The abstract has been accepted, essay written, and now you’re in Smallsville, U.S.A. presenting a paper on a brilliantly esoteric topic at yet another academic conference. If you’re like me, you nervously anticipate the seemingly endless networking and awkward conversation that is perhaps the most important part of conferencing. Moreover, you dread the inevitable pissing contest between scholars that follows presentations.

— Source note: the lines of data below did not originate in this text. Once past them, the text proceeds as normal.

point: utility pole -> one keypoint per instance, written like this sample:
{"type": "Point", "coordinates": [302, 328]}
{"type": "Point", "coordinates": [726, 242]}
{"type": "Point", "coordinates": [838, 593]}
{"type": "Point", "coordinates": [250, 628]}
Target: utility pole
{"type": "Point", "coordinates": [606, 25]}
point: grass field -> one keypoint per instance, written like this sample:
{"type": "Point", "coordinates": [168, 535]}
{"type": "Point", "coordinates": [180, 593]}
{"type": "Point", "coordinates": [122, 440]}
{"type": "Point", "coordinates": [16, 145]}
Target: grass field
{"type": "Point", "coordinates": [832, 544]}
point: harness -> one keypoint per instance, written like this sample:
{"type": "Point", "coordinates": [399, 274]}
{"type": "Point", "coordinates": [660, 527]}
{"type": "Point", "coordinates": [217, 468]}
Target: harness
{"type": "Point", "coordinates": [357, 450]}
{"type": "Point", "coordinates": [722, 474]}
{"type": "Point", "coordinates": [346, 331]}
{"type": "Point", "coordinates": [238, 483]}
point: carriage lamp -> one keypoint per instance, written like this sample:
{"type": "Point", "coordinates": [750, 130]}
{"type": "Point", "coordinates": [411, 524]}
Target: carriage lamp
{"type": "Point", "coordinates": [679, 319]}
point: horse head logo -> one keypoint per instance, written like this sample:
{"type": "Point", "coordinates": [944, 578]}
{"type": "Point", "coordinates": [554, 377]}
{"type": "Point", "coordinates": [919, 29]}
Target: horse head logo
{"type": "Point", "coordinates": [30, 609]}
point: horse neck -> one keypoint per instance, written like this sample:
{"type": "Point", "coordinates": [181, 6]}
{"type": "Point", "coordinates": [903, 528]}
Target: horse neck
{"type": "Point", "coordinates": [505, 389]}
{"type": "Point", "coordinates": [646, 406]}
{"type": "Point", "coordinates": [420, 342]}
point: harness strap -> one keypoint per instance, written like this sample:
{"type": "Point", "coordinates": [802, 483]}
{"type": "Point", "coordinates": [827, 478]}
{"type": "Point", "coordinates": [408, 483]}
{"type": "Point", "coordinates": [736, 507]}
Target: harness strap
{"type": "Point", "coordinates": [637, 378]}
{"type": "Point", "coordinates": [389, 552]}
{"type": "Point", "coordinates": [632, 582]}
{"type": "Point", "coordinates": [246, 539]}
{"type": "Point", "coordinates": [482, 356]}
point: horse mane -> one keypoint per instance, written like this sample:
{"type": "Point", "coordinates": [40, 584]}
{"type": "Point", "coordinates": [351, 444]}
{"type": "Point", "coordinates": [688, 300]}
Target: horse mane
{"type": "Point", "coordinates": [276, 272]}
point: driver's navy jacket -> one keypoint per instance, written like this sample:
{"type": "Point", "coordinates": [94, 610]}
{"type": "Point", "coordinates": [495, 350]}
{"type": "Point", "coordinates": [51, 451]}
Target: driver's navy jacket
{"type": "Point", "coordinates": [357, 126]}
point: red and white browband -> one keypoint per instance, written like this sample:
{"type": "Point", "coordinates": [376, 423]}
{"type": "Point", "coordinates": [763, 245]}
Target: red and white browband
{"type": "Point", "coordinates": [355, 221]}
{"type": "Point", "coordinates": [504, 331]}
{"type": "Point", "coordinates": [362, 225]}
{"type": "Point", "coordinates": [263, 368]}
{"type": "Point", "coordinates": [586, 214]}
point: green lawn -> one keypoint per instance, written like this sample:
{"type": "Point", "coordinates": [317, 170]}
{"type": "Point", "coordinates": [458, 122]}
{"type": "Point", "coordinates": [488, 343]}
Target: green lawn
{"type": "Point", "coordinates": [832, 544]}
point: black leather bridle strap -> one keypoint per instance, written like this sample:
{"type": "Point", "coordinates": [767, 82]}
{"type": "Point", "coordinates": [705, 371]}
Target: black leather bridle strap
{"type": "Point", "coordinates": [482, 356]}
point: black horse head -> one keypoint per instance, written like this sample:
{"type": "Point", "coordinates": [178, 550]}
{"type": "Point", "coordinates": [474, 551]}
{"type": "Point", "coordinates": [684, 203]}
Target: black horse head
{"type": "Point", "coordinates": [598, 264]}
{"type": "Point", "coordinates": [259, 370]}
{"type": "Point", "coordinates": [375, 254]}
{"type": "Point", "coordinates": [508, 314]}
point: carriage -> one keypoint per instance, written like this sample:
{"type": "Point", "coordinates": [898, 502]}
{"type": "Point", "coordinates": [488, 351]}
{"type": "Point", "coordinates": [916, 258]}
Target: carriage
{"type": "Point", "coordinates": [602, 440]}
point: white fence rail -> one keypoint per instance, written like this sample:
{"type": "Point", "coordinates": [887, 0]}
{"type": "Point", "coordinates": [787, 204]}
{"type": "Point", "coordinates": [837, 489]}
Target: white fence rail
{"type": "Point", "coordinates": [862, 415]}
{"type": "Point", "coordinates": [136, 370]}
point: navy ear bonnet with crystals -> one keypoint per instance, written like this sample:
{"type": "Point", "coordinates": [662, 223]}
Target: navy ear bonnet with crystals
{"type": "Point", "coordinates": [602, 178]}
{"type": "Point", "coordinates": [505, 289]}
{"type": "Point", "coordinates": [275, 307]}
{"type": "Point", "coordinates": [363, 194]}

Personally, my first academic conference was both fulfilling and nightmarish. It was a conference on Francophone literature and theory, which meant networking with strangers in a foreign language the entire weekend. While I’m fairly proficient in French, speaking it in a professional setting with people you’re trying to impress is draining, to say the least. To top it off, my presentation received an openly harsh critique from the self-important organizer of the conference as not being on-topic for the conference’s theme concerning autobiography in Francophone literature. Of course, as I pointed out in my response, my paper was indeed about how a Burkina Fasoan author uses his autobiography to come into conversation with debates on African philosophy, but that’s beside the point. Criticism – and harsh, irrational criticism – is par for the course at academic conferences. C’est la vie.
Thankfully the conference wasn’t a waste and I made an incredible colleague and friend out of the trip. Afterwards, however, I realized that there was one main thing that allowed me to feel distanced from the public criticism I received and respond in a calm, collected manner.
It was my reading glasses.
I know, I know, it seems silly but here’s why I think the glasses helped me out so much:
- Wearing reading glasses distances you from your critic. Reading glasses create a physical barrier between your gaze and the gaze of another person. Allowing this barrier to work for you is largely psychological, meaning that rather than being forced to lock eyes with someone else, you can imagine a wall between yourself and your critic, which provides you with the feeling of self containment and, dare I say it – confidence.
- Fidget with your glasses, not your words. Crutch words are incredibly distracting in presentations. You’re already expecting your audience to remain focused on your monotonous reading of roughly eight pages of academic mumbo jumbo, so crutch words are an absolute no-no. Nevertheless, we all get tripped up on reading, lose track of our last discussion point, or stumble over an annoying typo on our printout. This inevitable stutter moment will generally cause a flutter of random crutch words – “well, um, you know, New Wave African cinema has undergone various, um, shifts in aesthetic modes…” Before this syntactical avalanche happens, take a moment to adjust your glasses, compose yourself, and begin speaking again.
- Glasses project a scholarly image, which is especially helpful for female academics. I think most female academics can say that, at some point in their professional careers, they have experienced sexism. Being a young, female academic, I am hyper vigilant about being taken seriously in professional contexts. This insecurity has been considerably diminished since deciding to wear reading glasses during my time at conferences. Likewise, I have received significantly better treatment from *ahem* male scholars who now more frequently ask research-related questions rather than make appearance-related statements.
Maybe this idea is completely bogus and it’s all in my head. Who knows. But give it a try at your next professional event and tell me I’m wrong. 😉
What helps give you confidence in a professional setting?